OK, do we really need another set of RLE decoding and encoding routines? I think so, because I spent way too much time fiddling with existing ones, so I wrote another one from scratch.

These routines are
* memory-efficient
* fast
* definitely correct on a pixel basis for the specific format used in this competition.
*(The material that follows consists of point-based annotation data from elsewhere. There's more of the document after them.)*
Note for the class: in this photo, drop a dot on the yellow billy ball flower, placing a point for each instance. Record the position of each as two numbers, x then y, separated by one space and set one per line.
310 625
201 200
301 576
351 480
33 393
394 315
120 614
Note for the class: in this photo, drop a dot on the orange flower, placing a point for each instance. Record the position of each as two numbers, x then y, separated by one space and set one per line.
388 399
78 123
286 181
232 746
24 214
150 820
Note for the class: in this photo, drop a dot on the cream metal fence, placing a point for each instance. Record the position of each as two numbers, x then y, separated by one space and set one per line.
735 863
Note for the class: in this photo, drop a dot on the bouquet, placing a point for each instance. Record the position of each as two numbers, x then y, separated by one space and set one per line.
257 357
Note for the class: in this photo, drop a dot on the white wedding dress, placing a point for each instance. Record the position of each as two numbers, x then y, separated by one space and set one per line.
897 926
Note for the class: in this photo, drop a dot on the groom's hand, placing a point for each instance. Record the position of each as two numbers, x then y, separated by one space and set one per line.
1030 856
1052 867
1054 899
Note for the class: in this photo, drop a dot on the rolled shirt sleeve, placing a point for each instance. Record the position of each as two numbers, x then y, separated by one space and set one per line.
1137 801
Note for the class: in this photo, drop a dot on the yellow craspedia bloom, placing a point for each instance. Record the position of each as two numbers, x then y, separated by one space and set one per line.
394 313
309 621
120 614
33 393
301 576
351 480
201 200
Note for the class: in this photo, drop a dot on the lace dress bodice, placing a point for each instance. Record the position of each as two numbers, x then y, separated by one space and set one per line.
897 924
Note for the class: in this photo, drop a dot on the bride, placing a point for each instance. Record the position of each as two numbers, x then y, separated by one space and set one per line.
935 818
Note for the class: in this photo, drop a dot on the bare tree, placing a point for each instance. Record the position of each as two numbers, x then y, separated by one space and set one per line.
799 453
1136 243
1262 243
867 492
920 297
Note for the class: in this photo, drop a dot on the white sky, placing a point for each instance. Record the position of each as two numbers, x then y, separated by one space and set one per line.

Some other routines I've found were off 1 pixel (not that it matters, but aren't we all a bit nitpicky in this line of work ;)) or had other limitations.

In [None]:
import numpy as np
import matplotlib.pyplot as plt
import pandas as pd
import tifffile as tiff

In [None]:
def rle2mask(rle, mask_shape):
    ''' takes a space-delimited RLE string in column-first order
    and turns it into a 2d boolean numpy array of shape mask_shape '''
    
    mask = np.zeros(np.prod(mask_shape), dtype=bool) # 1d mask array
    rle = np.array(rle.split()).astype(int) # rle values to ints
    starts = rle[::2]
    lengths = rle[1::2]
    for s, l in zip(starts, lengths):
        mask[s:s+l] = True
    return mask.reshape(np.flip(mask_shape)).T # flip because of column-first order


def mask2rle(mask):
    ''' takes a 2d boolean numpy array and turns it into a space-delimited RLE string '''
    
    mask = mask.T.reshape(-1) # make 1D, column-first
    mask = np.pad(mask, 1) # make sure that the 1d mask starts and ends with a 0
    starts = np.nonzero((~mask[:-1]) & mask[1:])[0] # start points
    ends = np.nonzero(mask[:-1] & (~mask[1:]))[0] # end points
    rle = np.empty(2 * starts.size, dtype=int) # interlacing...
    rle[0::2] = starts # ...starts...
    rle[1::2] = ends - starts # ...and lengths
    rle = ' '.join([ str(elem) for elem in rle ]) # turn into space-separated string
    return rle

Let's check with the original train RLEs:

In [None]:
df_enc = pd.read_csv('../input/hubmap-kidney-segmentation/train.csv')
df_enc

We'll take image 0486052bb:

In [None]:
enc_original = df_enc.iloc[3,1]
enc_original[:1000]

In [None]:
tiff_shape = tiff.TiffFile('../input/hubmap-kidney-segmentation/train/0486052bb.tiff').pages[0].shape[:2]
tiff_shape

Fast decoding:

In [None]:
%%time
mask = rle2mask(enc_original, tiff_shape)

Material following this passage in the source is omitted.